Warming my hands around a steaming cup of Earl Grey, I stood in front of my bookshelves, which were packed tightly with Grandpa's biology textbooks, musty atlases, and sea-faring novels. Wedged in between them, three dilapidated notebooks stood out, not so much for their appearance, but for the single word inscribed on the spine of each. On the first, REGRETS; the second, ADVICE; the third, CONFESSIONS. Aside from my pets, these were the things I'd save in a fire.
Ever since I started working as a death doula, I'd had the same ritual, documenting each client's final words before the breath had left their body. Over the years, I'd found that people often felt the need to say something as they were dying, something of significance—as if they realized it was their last chance to leave a mark on the world. Usually those last messages fit into one of three categories: things they'd wish they'd done differently, things they'd learned along the way, or secrets they'd kept that they were finally ready to reveal. Collecting these words felt like my sacred duty, especially when I was the only other person in the room. And even when I wasn't, family members were usually too consumed with grief to think about writing down such things. My emotions, on the other hand, were always neatly tucked away.
Setting my tea aside, I stretched on tiptoes to retrieve the book titled CONFESSIONS. It'd been a while since I'd been able to make an entry in this one. Lately, it seemed like everyone had reached the end of their lives with regrets.
I nestled into the sofa and flipped through the leather-bound notebook to a clean page. In my compact scrawl, I inscribed Guillermo's name, address, the day's date, and his confession. I hadn't expected it, to be honest—I'd sensed him slipping away and thought he was already unconscious. But then his eyes opened and he put his hand on my arm. Not dramatically, but lightly, as if he'd been on his way out the door and had forgotten to tell me something.
"I accidentally killed my little sister's hamster when I was eleven," he whispered. "I left the door of its cage open to annoy her and then it went missing. We found it three days later wedged between the sofa cushions."
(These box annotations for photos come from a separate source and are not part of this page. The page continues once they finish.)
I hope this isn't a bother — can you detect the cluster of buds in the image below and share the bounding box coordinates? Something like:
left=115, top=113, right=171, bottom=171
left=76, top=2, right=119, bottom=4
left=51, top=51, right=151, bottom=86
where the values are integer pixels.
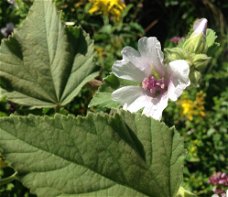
left=165, top=18, right=216, bottom=83
left=208, top=172, right=228, bottom=197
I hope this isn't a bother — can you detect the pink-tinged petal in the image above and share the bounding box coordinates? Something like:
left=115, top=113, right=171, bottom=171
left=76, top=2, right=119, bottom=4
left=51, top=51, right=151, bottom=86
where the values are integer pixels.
left=123, top=94, right=151, bottom=112
left=143, top=93, right=168, bottom=120
left=138, top=37, right=164, bottom=75
left=112, top=59, right=145, bottom=82
left=168, top=60, right=190, bottom=101
left=112, top=86, right=148, bottom=112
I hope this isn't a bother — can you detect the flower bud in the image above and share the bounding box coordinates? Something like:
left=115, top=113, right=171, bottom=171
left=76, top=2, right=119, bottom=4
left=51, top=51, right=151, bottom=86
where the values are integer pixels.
left=192, top=54, right=211, bottom=70
left=183, top=18, right=207, bottom=53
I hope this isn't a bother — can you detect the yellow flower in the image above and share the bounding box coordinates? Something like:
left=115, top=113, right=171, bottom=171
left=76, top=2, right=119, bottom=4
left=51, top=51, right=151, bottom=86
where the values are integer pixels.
left=89, top=0, right=126, bottom=21
left=179, top=92, right=206, bottom=120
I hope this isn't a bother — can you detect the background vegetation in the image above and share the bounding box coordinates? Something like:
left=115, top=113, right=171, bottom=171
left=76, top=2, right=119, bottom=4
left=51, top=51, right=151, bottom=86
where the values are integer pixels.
left=0, top=0, right=228, bottom=197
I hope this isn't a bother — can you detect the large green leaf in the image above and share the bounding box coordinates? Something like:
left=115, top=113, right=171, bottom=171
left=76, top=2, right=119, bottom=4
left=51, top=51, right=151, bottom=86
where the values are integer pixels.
left=0, top=112, right=183, bottom=197
left=0, top=0, right=97, bottom=107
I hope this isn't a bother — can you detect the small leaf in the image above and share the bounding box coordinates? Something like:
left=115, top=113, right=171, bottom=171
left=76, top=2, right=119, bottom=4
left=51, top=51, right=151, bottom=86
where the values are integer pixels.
left=0, top=112, right=183, bottom=197
left=0, top=0, right=97, bottom=107
left=206, top=29, right=217, bottom=48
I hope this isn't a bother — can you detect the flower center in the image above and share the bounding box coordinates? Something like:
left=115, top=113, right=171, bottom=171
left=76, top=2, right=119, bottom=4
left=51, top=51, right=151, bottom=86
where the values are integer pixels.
left=142, top=76, right=166, bottom=97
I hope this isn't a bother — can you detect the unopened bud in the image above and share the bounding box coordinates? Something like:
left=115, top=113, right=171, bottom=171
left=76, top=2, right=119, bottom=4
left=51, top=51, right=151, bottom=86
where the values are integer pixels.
left=183, top=18, right=207, bottom=53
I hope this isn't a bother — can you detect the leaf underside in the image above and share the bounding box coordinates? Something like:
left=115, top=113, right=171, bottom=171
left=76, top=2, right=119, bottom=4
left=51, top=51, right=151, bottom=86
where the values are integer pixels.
left=0, top=0, right=97, bottom=107
left=0, top=112, right=183, bottom=197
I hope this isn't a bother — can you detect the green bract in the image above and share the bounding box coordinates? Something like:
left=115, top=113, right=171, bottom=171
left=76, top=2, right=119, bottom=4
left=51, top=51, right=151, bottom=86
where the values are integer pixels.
left=0, top=112, right=184, bottom=197
left=0, top=0, right=97, bottom=107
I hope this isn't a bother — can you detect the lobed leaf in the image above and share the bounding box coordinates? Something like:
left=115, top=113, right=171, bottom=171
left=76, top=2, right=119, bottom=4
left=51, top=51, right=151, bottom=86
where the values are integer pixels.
left=0, top=112, right=183, bottom=197
left=0, top=0, right=97, bottom=107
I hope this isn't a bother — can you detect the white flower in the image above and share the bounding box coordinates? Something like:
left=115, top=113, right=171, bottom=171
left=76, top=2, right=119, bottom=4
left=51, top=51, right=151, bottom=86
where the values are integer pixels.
left=112, top=37, right=190, bottom=120
left=193, top=18, right=207, bottom=36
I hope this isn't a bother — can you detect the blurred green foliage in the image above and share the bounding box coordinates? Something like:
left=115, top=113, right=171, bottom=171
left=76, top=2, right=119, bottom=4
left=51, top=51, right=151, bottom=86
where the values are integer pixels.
left=0, top=0, right=228, bottom=197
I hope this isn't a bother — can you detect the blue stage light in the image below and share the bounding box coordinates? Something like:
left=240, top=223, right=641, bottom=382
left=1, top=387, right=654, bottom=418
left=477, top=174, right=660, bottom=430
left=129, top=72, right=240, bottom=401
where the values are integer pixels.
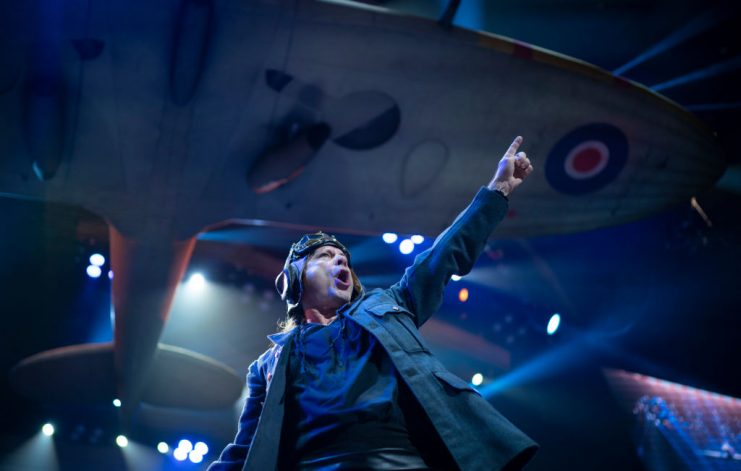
left=90, top=253, right=105, bottom=267
left=186, top=273, right=206, bottom=293
left=399, top=239, right=414, bottom=255
left=178, top=438, right=193, bottom=453
left=172, top=448, right=188, bottom=461
left=381, top=232, right=399, bottom=244
left=188, top=450, right=203, bottom=463
left=546, top=314, right=561, bottom=335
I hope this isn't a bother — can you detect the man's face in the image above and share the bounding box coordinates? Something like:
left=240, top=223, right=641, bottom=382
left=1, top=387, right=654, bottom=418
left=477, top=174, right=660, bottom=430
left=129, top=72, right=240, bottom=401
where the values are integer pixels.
left=301, top=245, right=353, bottom=311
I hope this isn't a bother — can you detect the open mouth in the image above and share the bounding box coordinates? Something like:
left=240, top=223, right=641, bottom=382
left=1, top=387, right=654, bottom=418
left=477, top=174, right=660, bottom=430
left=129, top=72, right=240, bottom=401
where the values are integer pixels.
left=334, top=269, right=350, bottom=290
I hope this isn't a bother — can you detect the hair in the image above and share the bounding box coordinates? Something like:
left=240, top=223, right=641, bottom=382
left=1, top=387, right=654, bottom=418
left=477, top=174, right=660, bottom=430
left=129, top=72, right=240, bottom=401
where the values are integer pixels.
left=278, top=247, right=363, bottom=333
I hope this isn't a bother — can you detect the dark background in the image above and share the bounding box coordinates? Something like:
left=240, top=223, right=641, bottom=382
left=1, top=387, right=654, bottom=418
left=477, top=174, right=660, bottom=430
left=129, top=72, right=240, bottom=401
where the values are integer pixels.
left=0, top=0, right=741, bottom=470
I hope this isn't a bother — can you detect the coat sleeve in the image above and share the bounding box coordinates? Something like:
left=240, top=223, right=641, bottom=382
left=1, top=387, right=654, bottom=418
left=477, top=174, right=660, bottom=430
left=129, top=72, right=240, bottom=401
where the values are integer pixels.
left=391, top=187, right=508, bottom=326
left=208, top=359, right=266, bottom=471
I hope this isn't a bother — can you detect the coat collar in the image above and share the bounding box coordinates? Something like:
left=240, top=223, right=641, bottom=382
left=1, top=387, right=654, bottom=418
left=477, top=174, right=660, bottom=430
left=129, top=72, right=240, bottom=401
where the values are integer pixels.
left=268, top=327, right=296, bottom=347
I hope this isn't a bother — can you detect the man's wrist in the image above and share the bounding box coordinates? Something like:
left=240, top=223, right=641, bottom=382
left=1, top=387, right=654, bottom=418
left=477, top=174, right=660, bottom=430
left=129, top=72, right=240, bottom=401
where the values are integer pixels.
left=488, top=181, right=510, bottom=198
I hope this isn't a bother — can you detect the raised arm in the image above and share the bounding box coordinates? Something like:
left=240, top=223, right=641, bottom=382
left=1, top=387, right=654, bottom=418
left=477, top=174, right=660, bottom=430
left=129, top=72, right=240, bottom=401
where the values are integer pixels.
left=391, top=136, right=533, bottom=326
left=208, top=360, right=266, bottom=471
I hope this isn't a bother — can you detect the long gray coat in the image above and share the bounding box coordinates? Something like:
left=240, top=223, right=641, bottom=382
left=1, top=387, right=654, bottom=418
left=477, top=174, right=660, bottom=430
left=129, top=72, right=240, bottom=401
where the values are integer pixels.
left=209, top=188, right=537, bottom=471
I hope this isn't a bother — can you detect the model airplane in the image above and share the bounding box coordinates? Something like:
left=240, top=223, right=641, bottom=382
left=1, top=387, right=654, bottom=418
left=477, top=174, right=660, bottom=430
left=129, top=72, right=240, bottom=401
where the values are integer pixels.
left=0, top=0, right=725, bottom=428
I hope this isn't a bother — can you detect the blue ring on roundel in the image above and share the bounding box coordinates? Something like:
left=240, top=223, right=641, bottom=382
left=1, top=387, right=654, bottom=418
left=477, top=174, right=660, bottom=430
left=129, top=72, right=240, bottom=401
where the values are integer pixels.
left=545, top=123, right=628, bottom=195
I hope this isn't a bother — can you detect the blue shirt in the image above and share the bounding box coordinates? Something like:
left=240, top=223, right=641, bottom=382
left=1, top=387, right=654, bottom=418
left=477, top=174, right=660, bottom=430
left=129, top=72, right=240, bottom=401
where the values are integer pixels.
left=284, top=314, right=424, bottom=468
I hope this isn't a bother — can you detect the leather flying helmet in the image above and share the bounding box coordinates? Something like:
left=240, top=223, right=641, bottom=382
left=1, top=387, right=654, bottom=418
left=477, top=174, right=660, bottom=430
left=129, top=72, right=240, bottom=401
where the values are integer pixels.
left=275, top=231, right=363, bottom=316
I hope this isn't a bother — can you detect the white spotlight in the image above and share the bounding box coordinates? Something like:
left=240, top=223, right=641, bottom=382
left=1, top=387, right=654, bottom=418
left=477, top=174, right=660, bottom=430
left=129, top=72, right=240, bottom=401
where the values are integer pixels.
left=381, top=232, right=399, bottom=244
left=86, top=265, right=102, bottom=278
left=193, top=442, right=208, bottom=455
left=90, top=253, right=105, bottom=267
left=546, top=314, right=561, bottom=335
left=399, top=239, right=414, bottom=255
left=187, top=273, right=206, bottom=293
left=188, top=450, right=203, bottom=463
left=172, top=448, right=188, bottom=461
left=41, top=423, right=54, bottom=437
left=178, top=438, right=193, bottom=453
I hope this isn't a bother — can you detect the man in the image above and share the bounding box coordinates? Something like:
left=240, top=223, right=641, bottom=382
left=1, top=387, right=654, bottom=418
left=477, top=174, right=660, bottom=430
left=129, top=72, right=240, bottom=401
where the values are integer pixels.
left=209, top=136, right=537, bottom=471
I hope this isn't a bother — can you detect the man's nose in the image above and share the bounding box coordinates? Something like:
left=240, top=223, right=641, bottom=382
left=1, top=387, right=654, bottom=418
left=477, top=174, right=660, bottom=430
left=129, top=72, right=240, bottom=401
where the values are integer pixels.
left=334, top=253, right=347, bottom=267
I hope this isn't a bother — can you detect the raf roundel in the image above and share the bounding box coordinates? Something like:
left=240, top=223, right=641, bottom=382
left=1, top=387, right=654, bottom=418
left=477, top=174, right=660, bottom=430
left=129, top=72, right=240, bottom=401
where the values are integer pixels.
left=545, top=123, right=628, bottom=195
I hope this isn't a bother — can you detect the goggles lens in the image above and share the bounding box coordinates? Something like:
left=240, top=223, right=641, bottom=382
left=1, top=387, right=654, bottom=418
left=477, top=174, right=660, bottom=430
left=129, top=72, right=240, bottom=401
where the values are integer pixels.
left=289, top=232, right=350, bottom=261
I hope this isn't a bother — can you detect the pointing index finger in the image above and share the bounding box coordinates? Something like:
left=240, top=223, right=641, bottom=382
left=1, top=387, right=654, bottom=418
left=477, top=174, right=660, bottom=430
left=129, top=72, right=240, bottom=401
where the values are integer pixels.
left=504, top=136, right=522, bottom=157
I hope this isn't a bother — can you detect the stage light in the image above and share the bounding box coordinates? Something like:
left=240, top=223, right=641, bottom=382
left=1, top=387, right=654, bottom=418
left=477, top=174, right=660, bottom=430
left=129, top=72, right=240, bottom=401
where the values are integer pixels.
left=178, top=438, right=193, bottom=453
left=90, top=253, right=105, bottom=267
left=41, top=423, right=54, bottom=437
left=188, top=450, right=203, bottom=463
left=193, top=442, right=208, bottom=455
left=172, top=448, right=188, bottom=461
left=546, top=314, right=561, bottom=335
left=381, top=232, right=399, bottom=244
left=399, top=239, right=414, bottom=255
left=187, top=273, right=206, bottom=293
left=86, top=265, right=102, bottom=278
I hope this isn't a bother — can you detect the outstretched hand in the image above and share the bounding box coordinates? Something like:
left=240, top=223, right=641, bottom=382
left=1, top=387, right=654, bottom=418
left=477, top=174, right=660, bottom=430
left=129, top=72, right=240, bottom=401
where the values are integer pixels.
left=488, top=136, right=533, bottom=196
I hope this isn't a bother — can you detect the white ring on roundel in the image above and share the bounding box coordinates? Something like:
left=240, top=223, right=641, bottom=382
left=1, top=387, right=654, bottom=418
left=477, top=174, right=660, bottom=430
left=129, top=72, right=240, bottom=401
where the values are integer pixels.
left=563, top=141, right=610, bottom=180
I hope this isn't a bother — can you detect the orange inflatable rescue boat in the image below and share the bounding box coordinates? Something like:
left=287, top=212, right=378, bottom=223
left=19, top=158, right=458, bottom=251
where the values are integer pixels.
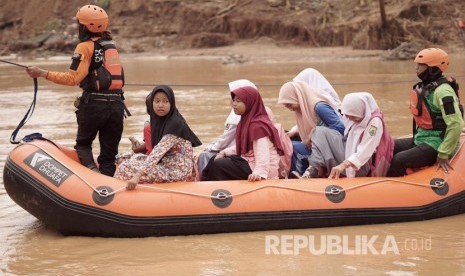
left=3, top=135, right=465, bottom=237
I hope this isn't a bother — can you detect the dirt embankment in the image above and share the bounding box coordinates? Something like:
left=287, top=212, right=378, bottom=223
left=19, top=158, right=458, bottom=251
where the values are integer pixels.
left=0, top=0, right=465, bottom=56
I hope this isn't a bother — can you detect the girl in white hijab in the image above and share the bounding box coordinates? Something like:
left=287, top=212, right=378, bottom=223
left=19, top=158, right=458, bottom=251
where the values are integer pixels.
left=278, top=81, right=344, bottom=175
left=303, top=92, right=392, bottom=179
left=294, top=68, right=341, bottom=109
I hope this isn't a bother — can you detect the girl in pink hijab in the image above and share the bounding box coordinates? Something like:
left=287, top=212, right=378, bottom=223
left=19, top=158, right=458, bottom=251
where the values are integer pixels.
left=206, top=86, right=283, bottom=181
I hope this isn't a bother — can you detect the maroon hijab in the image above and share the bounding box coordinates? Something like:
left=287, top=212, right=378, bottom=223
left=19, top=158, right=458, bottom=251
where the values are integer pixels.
left=231, top=86, right=283, bottom=155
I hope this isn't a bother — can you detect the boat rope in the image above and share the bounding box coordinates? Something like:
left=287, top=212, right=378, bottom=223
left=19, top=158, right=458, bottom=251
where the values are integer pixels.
left=0, top=59, right=38, bottom=144
left=124, top=75, right=465, bottom=87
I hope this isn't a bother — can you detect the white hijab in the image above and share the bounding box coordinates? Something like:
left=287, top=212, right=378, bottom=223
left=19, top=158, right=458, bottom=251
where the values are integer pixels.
left=224, top=79, right=258, bottom=126
left=341, top=92, right=380, bottom=158
left=294, top=68, right=341, bottom=109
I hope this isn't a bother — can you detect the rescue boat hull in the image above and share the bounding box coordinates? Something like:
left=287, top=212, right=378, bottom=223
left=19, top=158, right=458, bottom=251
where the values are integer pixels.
left=3, top=136, right=465, bottom=237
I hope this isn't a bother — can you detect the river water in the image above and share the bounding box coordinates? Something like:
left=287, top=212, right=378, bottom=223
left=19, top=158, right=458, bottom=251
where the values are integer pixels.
left=0, top=53, right=465, bottom=275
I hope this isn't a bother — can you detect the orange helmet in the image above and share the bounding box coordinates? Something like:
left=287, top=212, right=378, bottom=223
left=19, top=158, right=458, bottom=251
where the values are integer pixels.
left=76, top=5, right=108, bottom=33
left=414, top=48, right=449, bottom=72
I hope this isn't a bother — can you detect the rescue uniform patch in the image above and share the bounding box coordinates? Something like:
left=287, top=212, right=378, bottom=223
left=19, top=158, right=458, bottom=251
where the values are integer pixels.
left=69, top=53, right=82, bottom=71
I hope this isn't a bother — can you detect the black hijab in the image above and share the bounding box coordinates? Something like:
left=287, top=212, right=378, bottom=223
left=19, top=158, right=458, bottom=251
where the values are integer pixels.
left=145, top=85, right=202, bottom=147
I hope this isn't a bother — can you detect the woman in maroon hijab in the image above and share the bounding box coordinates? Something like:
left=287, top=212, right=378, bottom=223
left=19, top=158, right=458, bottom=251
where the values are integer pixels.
left=206, top=86, right=283, bottom=181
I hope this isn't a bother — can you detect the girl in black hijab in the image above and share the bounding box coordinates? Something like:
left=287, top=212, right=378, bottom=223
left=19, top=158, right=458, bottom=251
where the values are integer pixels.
left=115, top=85, right=202, bottom=190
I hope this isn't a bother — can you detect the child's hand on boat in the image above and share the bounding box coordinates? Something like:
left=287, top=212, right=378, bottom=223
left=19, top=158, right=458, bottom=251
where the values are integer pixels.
left=436, top=157, right=454, bottom=173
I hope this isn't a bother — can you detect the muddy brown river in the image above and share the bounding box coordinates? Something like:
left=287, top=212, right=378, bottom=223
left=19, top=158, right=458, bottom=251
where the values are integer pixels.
left=0, top=56, right=465, bottom=275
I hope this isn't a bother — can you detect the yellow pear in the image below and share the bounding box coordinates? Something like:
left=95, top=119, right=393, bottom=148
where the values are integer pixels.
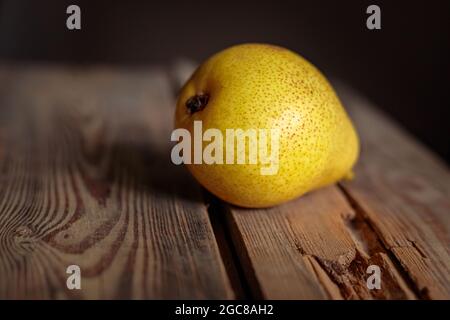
left=172, top=44, right=359, bottom=208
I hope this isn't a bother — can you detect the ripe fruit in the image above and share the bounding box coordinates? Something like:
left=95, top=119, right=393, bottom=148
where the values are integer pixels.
left=175, top=44, right=359, bottom=207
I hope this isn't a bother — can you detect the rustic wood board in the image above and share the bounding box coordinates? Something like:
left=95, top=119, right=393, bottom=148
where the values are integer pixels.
left=0, top=67, right=234, bottom=299
left=0, top=61, right=450, bottom=299
left=224, top=80, right=450, bottom=299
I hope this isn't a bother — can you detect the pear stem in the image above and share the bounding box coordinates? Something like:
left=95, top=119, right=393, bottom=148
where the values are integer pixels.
left=186, top=94, right=209, bottom=114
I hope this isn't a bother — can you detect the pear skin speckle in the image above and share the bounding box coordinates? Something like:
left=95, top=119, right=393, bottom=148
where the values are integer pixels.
left=175, top=44, right=359, bottom=208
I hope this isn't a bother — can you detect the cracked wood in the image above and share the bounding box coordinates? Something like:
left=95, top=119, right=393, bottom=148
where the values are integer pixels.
left=0, top=67, right=234, bottom=299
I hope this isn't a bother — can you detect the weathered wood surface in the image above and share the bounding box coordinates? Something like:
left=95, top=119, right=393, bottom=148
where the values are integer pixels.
left=0, top=62, right=450, bottom=299
left=0, top=67, right=234, bottom=299
left=224, top=84, right=450, bottom=299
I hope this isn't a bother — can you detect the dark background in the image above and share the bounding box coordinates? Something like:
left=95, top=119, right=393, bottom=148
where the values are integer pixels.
left=0, top=0, right=450, bottom=162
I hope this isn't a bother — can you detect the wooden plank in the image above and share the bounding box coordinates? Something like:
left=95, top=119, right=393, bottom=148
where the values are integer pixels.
left=0, top=67, right=234, bottom=299
left=338, top=85, right=450, bottom=299
left=171, top=63, right=426, bottom=299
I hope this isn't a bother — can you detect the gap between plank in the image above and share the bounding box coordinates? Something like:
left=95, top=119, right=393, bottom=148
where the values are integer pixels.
left=337, top=183, right=430, bottom=299
left=203, top=189, right=256, bottom=299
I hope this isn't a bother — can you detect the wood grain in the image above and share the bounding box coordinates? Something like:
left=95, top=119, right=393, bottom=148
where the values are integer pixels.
left=225, top=79, right=450, bottom=299
left=338, top=85, right=450, bottom=299
left=174, top=61, right=450, bottom=299
left=0, top=67, right=234, bottom=299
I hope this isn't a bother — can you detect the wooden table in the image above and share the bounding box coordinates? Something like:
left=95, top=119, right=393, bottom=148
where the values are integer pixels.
left=0, top=63, right=450, bottom=299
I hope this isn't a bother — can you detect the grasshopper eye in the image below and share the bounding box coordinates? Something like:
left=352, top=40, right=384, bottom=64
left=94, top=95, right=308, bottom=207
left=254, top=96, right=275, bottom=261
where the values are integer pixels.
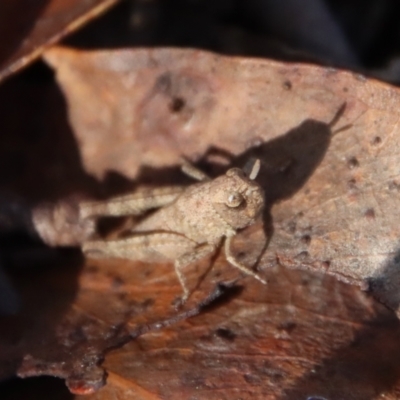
left=226, top=192, right=244, bottom=208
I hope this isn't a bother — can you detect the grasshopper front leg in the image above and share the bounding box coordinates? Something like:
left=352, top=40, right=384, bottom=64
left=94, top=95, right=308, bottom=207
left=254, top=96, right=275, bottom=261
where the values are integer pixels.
left=174, top=243, right=217, bottom=304
left=79, top=186, right=185, bottom=218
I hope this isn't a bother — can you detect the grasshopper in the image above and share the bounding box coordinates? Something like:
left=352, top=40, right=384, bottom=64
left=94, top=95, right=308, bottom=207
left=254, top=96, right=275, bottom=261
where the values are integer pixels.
left=80, top=160, right=266, bottom=303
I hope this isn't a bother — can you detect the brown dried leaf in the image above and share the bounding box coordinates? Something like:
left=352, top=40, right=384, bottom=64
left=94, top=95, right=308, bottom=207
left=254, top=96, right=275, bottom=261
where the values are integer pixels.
left=0, top=49, right=400, bottom=400
left=46, top=48, right=400, bottom=309
left=0, top=0, right=118, bottom=81
left=88, top=268, right=400, bottom=400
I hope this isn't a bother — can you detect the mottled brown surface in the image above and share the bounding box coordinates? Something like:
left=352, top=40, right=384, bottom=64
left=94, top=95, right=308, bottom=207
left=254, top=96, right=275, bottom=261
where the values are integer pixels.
left=0, top=48, right=400, bottom=400
left=46, top=49, right=400, bottom=309
left=0, top=0, right=118, bottom=81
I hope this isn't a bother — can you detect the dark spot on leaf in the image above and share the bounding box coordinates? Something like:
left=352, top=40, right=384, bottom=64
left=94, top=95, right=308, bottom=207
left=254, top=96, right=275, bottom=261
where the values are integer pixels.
left=322, top=260, right=331, bottom=269
left=347, top=178, right=357, bottom=189
left=364, top=208, right=375, bottom=220
left=372, top=136, right=382, bottom=146
left=278, top=321, right=297, bottom=333
left=112, top=276, right=124, bottom=289
left=215, top=328, right=236, bottom=342
left=243, top=374, right=262, bottom=385
left=347, top=157, right=360, bottom=169
left=354, top=74, right=367, bottom=82
left=288, top=221, right=296, bottom=233
left=388, top=181, right=400, bottom=191
left=169, top=97, right=186, bottom=113
left=295, top=251, right=310, bottom=261
left=283, top=80, right=293, bottom=90
left=301, top=235, right=311, bottom=246
left=154, top=73, right=172, bottom=93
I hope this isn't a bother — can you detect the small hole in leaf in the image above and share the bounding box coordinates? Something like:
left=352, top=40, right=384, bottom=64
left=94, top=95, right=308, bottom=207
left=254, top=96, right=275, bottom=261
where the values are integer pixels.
left=283, top=81, right=293, bottom=90
left=215, top=328, right=236, bottom=342
left=169, top=97, right=185, bottom=113
left=372, top=136, right=382, bottom=146
left=347, top=157, right=360, bottom=169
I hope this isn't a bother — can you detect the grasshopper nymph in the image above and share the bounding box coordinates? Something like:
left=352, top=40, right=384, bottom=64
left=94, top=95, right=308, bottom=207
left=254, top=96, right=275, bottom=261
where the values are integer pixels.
left=80, top=160, right=266, bottom=302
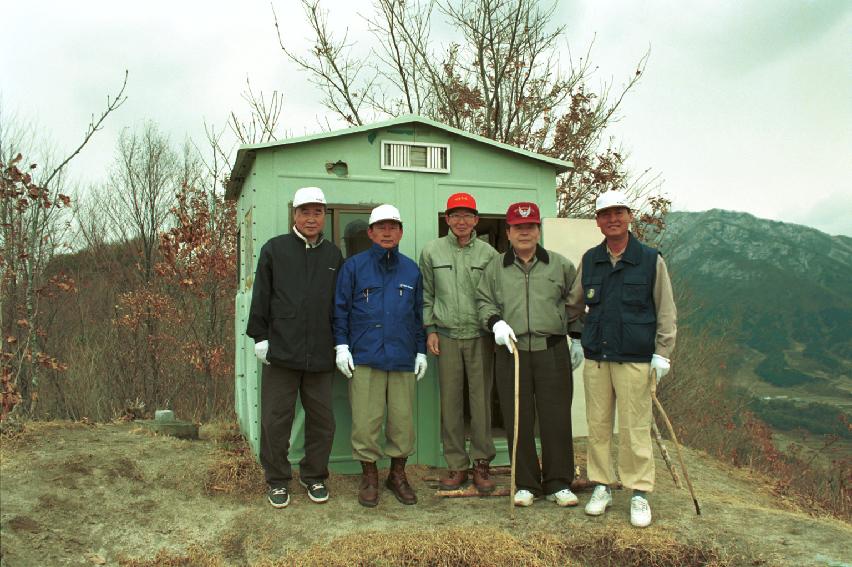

As soon as the words departed his lips, his body relaxed with serene weightlessness, like he was floating on his back in a swimming pool.
Then he was gone.
* * *
I couldn't help thinking about that hamster as my own pets gathered around me on the sofa that evening. George, the chubby bulldog I'd found six years ago burrowing through the trash cans downstairs, rested his wet chin on my knee. Lola and Lionel, the tabby siblings I'd rescued as kittens from a box left outside the church on Carmine Street, took turns slinking figure eights around my ankles. The silkiness of their fur soothed me.
I tried not to imagine whether the hamster had suffered. They were pretty feeble creatures, so it probably hadn't taken much. Poor Guillermo, carrying that guilt with him for fifty years.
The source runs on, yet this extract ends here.